Amine validemiz, kayınpederinin ısrarı üzerine çocuğunun götürüldüğü evi tarif etti. Elinde kılıç ve heybetli biri duruyodu; niyetini anlayınca Abdülmuttalib'in üzerine yürüdü ve:

-Çabuk buradan savuş! Hiç kimse üç günden önce O'nu göremez. Çünkü bütün meleklerin ziyaret etmesi lazım, diyerek büyükbabayı geldiği gibi geri çevirdi. Abdülmuttalib'i; o cesur insanı korku ve titreme kapladı ve hatta kılıç, elinden kayıp yere düştü. Hemen Kureyş'e gidip başından geçenleri nakletmek istedi ise de yedi gün dili tutuldu ve tek kelime konuşamadı.

........................

Mekke'de Safa tepesi civarındaki Haşimoğulları mahallesi; bugün "Mevlid Sokağı" denilen baba evinde yaradılmışların en üstünü alemi aydınlatırken bu mes'ud anın şahidleri de vardır:

Doğumdaki hanımların biri, Peygamberimizin halası Safiye hatun'du:

-O'nun doğumunda Amine'nin evinde idim. Altı ayrı mucizeyi yaşadım.
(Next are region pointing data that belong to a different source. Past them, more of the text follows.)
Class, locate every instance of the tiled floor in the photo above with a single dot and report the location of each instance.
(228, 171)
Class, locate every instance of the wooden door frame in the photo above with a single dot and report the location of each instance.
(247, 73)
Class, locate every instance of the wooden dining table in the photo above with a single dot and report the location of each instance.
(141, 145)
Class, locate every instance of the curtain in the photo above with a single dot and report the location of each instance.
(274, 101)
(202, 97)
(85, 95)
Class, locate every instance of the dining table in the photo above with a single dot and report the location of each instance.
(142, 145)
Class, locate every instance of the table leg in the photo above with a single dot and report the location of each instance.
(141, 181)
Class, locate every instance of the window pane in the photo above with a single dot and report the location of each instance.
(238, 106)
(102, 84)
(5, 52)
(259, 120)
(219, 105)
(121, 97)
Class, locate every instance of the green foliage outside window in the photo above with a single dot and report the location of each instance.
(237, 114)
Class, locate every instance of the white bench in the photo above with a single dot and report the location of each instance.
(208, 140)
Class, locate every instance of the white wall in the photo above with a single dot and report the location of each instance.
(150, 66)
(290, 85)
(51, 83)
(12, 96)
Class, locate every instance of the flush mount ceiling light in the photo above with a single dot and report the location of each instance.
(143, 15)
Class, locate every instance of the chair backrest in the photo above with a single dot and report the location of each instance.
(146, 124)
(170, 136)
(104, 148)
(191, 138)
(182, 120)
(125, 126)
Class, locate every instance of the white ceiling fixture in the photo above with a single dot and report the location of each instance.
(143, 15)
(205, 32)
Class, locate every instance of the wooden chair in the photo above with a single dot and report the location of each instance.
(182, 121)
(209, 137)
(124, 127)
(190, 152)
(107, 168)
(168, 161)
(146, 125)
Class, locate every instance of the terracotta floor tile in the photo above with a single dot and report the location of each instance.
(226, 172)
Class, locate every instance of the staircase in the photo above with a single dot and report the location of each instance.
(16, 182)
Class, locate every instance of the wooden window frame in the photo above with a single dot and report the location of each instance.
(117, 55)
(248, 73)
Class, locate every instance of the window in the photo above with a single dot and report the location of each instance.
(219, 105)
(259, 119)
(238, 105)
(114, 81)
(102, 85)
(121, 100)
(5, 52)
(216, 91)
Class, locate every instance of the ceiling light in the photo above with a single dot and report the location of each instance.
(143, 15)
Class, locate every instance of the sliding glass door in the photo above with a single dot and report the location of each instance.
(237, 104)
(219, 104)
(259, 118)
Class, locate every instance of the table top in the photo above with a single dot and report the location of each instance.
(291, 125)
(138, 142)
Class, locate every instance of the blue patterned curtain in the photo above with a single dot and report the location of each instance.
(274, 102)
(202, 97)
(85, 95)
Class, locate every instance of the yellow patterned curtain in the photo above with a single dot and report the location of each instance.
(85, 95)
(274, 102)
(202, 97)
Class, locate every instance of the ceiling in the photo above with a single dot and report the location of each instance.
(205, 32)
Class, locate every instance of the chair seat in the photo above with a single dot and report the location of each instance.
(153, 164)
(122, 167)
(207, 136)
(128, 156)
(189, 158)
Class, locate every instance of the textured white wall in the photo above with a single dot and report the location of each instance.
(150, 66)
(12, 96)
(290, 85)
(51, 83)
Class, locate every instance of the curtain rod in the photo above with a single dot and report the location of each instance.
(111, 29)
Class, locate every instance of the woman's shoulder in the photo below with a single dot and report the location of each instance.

-Doğar doğmaz başını yere koyup Rabbine secde etti.

-La ilahe illallah, innî Resulullah, dedi.

-Secdede bir şey söylüyordu sanki. Yaklaşıp dinlediğimde "Ümmetim, ümmetim" dediğini işittim.
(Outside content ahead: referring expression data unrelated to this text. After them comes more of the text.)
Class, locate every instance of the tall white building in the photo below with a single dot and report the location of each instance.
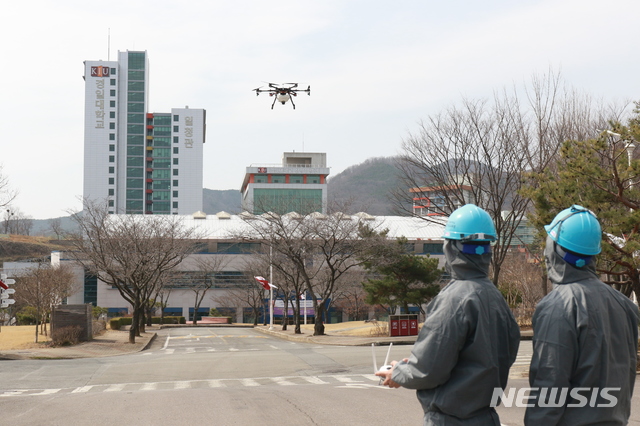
(139, 162)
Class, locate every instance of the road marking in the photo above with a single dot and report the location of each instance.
(149, 386)
(282, 381)
(354, 381)
(314, 380)
(115, 388)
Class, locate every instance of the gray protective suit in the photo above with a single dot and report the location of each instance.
(585, 335)
(465, 348)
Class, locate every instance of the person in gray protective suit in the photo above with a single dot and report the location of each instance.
(469, 339)
(585, 334)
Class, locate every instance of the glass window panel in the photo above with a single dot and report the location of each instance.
(160, 141)
(160, 174)
(161, 206)
(136, 86)
(162, 164)
(135, 150)
(135, 183)
(136, 60)
(161, 184)
(162, 131)
(135, 140)
(135, 118)
(134, 129)
(161, 152)
(160, 196)
(135, 161)
(135, 107)
(162, 120)
(136, 75)
(134, 206)
(135, 172)
(135, 96)
(134, 194)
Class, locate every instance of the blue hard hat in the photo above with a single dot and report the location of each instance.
(576, 229)
(470, 223)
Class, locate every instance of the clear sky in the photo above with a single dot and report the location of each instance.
(375, 68)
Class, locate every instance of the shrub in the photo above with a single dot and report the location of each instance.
(27, 316)
(66, 335)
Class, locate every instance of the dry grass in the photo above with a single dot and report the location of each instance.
(351, 328)
(20, 337)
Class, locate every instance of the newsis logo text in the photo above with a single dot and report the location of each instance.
(555, 397)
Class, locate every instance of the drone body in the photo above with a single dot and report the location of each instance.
(283, 93)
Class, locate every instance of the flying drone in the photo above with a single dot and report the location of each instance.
(283, 93)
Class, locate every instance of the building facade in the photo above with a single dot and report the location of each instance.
(299, 184)
(219, 240)
(139, 162)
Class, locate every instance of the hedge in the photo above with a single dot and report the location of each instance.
(117, 323)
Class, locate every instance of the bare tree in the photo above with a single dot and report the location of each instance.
(7, 195)
(322, 248)
(478, 153)
(43, 287)
(56, 227)
(131, 252)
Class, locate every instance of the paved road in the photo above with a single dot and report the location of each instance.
(223, 377)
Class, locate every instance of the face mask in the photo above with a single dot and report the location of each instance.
(477, 248)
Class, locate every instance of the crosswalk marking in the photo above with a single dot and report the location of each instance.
(340, 380)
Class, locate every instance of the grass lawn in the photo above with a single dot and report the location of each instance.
(20, 337)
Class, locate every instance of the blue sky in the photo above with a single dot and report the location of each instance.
(376, 68)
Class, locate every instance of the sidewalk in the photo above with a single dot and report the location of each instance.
(116, 342)
(109, 343)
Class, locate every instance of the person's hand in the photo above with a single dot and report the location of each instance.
(386, 375)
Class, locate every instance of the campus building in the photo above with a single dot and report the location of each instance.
(219, 240)
(136, 161)
(298, 184)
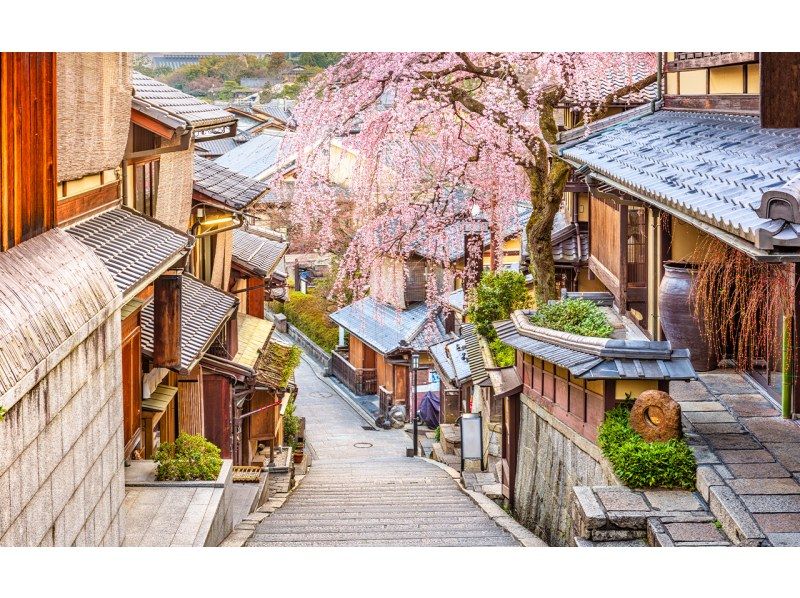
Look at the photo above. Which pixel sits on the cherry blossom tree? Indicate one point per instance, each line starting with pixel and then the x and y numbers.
pixel 439 138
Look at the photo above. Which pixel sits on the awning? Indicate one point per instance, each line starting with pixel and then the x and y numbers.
pixel 136 249
pixel 204 311
pixel 160 398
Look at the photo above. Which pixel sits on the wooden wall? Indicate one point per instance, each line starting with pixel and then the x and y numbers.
pixel 604 241
pixel 27 145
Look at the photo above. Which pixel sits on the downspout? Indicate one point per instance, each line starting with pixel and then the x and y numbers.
pixel 786 375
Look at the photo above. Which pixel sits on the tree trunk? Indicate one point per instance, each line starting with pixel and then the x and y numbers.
pixel 546 200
-Orada öyle bir nur parladı ki her taraf ışık içinde kaldı. Yavruyu yıkamak istediğimde; "Ey Safiye zahmet etme; biz O'nu yıkanmış olarak gönderdik!" şeklinde meçhul bir ses duydum.

-Kundak yapacağım sırada sırtında bir mühür gördüm. Kürek kemiklerinin arasında ve iri bir ben büyüklüğünde olan bu mühürde tüylerle "La ilahe illallah Muhammedün Resulullah yazılıyordu.